Social Security now proposes freezing contributions for self-employed workers with lower incomes.
The ministry plans to update contributions only in 2026 and leave the remaining years for later.
MadridThe political and social uproar generated by the Social Security's initial proposal to raise self-employed contributions in 2026, 2027, and 2028 has led the ministry to disgrace. In a new social dialogue meeting held this Monday, the ministry led by Elma Saiz (PSOE) proposed freezing Social Security contributions in the three lowest brackets and leaving the increases for the remaining brackets. However, she also proposed that the update of all contributions would affect only 2026, leaving the remaining years for new negotiations next year.
This about-face by Social Security comes after the Spanish government's initial proposal, launched last week, was met with unanimous rejection by political parties, from the People's Party (PP) to the investiture partners, but also by the minority governing partner, Sumar. Likewise, a good part of the social stakeholders, starting with the self-employed organization ATA, linked to the employers' association CEOE, also rejected the proposal. "[The freeze] is good news. The [initial] proposal was regressive," said the First Vice President and Minister of Labor, Yolanda Díaz (Sumar), in statements to the media this Monday from Barcelona.

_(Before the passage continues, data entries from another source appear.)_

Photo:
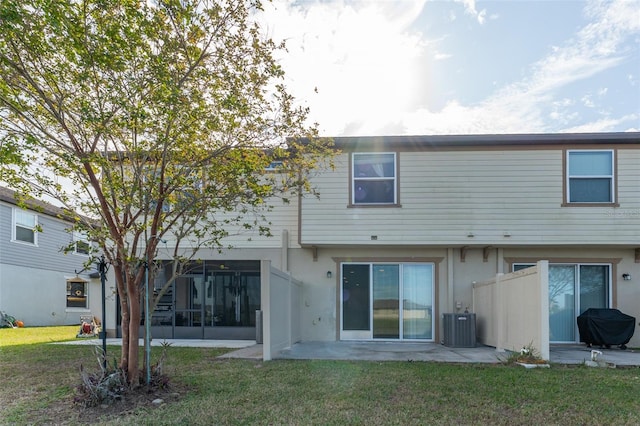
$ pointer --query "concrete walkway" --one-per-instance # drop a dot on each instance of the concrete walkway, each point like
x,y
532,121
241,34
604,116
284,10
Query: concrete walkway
x,y
390,351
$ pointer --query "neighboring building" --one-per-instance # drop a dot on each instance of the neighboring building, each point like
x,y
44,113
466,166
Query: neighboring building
x,y
404,226
39,283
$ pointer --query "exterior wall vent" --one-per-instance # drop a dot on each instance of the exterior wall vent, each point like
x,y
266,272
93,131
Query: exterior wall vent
x,y
459,330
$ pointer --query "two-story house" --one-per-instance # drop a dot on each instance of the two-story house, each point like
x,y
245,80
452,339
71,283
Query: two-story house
x,y
405,225
39,283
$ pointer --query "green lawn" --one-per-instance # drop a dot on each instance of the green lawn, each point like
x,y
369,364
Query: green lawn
x,y
38,382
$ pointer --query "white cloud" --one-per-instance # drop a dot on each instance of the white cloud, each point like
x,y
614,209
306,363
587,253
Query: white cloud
x,y
364,59
361,56
606,125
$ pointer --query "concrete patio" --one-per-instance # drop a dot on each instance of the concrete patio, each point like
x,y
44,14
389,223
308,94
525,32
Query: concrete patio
x,y
391,351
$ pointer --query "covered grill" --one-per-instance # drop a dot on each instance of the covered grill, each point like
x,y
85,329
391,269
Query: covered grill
x,y
606,327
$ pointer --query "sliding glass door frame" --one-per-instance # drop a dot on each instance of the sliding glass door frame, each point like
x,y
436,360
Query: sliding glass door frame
x,y
373,308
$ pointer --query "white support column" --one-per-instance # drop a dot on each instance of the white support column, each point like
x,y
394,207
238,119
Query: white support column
x,y
500,315
543,273
265,302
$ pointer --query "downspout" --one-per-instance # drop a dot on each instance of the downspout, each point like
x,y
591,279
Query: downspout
x,y
284,251
450,260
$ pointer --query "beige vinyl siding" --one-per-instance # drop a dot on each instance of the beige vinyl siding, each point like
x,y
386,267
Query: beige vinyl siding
x,y
281,217
444,196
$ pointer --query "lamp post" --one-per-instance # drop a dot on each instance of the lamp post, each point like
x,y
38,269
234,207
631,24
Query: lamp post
x,y
102,268
147,341
147,328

"The proposal that the Ministry [of Social Security] is working on, and for which the [self-employed] group is being listened to, entails, for next year, a freeze of the first three brackets, the lowest part of the table," said Saiz in an interview on The Country Published this Monday. Hours later, the Secretary of State for Social Security, Borja Suárez, ratified it in a media address. "We wanted to improve the [initial] proposal launched and we believe that the most prudent thing to do is to stick to 2026," Suárez argued.
Although negotiations remain open (there will be another meeting next week), with this Monday's proposal, the Social Security contributions for self-employed workers that would be frozen in 2026 would be those corresponding to the brackets with monthly net incomes between 670 euros and 1.16 euros.

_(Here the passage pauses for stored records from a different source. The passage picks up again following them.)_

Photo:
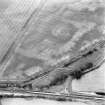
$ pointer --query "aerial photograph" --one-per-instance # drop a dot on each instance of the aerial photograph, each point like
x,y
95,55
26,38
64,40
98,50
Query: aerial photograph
x,y
52,52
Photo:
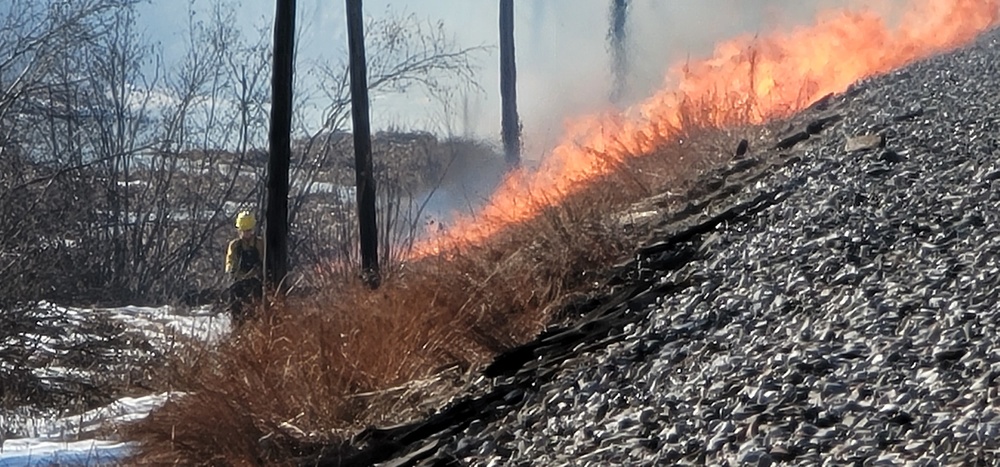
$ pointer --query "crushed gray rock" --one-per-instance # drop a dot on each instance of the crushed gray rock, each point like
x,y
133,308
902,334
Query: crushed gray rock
x,y
832,307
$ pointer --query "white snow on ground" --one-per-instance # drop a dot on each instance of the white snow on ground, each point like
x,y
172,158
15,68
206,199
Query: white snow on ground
x,y
87,439
74,440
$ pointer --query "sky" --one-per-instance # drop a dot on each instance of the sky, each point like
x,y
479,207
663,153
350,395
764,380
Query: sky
x,y
561,48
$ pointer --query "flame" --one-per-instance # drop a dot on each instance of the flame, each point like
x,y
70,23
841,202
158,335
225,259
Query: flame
x,y
747,80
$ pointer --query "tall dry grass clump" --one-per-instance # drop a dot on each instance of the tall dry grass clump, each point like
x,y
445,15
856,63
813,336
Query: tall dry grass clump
x,y
318,369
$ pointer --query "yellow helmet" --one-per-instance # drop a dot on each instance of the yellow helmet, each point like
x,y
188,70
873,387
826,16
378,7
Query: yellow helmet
x,y
245,221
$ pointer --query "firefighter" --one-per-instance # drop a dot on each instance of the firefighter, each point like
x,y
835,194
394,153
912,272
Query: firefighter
x,y
244,265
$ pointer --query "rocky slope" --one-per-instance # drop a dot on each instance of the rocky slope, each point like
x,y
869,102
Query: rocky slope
x,y
831,300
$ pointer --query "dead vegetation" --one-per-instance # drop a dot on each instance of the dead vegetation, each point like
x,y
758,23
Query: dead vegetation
x,y
315,372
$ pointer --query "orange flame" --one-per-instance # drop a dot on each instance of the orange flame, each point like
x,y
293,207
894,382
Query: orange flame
x,y
747,80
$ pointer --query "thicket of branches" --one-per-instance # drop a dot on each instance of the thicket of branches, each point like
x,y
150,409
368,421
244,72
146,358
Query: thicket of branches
x,y
120,174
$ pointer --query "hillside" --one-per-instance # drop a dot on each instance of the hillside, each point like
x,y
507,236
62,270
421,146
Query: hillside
x,y
827,300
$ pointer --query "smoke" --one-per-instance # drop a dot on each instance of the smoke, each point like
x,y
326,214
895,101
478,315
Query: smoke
x,y
619,48
568,66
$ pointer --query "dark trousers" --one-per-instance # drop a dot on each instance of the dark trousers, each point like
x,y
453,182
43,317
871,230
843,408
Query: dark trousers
x,y
243,297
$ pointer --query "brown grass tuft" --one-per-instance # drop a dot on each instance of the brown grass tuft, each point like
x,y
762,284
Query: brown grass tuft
x,y
322,368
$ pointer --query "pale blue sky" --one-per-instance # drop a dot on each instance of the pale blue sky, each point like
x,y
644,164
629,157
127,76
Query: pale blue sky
x,y
563,63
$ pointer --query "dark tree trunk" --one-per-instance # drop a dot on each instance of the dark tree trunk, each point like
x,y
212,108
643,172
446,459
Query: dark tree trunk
x,y
279,141
619,48
362,145
510,124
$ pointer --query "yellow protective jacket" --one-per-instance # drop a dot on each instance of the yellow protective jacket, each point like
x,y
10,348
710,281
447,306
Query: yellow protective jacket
x,y
245,258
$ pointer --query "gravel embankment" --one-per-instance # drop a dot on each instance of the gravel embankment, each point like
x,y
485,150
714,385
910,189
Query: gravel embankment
x,y
853,320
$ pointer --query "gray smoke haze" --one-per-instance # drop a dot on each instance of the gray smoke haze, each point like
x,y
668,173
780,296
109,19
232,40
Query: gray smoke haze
x,y
565,64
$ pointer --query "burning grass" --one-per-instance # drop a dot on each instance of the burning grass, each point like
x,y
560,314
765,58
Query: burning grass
x,y
318,370
323,368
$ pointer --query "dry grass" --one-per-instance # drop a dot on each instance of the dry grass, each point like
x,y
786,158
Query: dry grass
x,y
323,368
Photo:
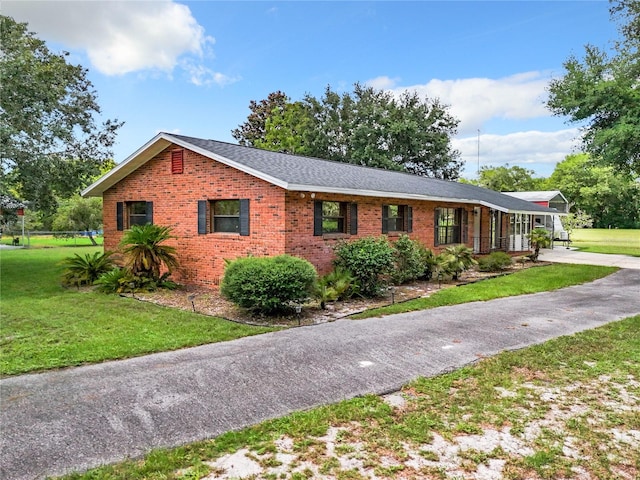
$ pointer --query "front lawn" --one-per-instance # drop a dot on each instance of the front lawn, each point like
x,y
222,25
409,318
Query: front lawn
x,y
530,280
45,326
602,240
563,409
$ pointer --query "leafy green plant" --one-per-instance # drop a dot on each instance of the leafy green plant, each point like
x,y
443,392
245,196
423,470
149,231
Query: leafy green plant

Increases in the highest brackets
Starting with the fourth bracket, that is, starting at €1,166 per month, Social Security contributions would increase by between 1% and 2.5% for the highest bracket. Specifically, for self-employed workers with monthly net incomes between €1,166 and €1,700, the contribution would increase by 1%. Between €1,700 and €2,330, the contribution would increase by 1.5%. Subsequently, the contribution would increase by 2% for self-employed workers with incomes between €2,330 and €3,620; and finally, it would increase by 2.5% for those earning these amounts and up to €6,000 per month.
"[The change] is the right thing to do," said Lorenzo Amor, president of the ATA organization, via X, although he has already anticipated that other problems "must be resolved" if the ministry wants to have his approval, such as facilitating access to social benefits. However, the CCOO and UGT consider Monday's proposal "not ambitious," in the words of Carlos Bravo, secretary of public policies and social protection of the CCOO.
What is being negotiated?
It should be remembered that the starting point of this negotiation is the reform of the Spanish government (with the approval of the social agents) of the special regime for self-employed workers (RETA) for 2022, which the Congress of Deputies approved by 260 votes in favor (including those of the PP), 64 against, and 25 abstentions.
This change meant that self-employed workers began to pay contributions based on their net income in order to improve social benefits. Thus, 15 different income brackets were implemented, along with new contribution bases for each bracket, as well as Social Security contributions. Initially, a table was proposed from 2023 to 2032, but it was finally set until 2025, and the second part (from 2026 to 2028), which is the one currently being negotiated, was postponed.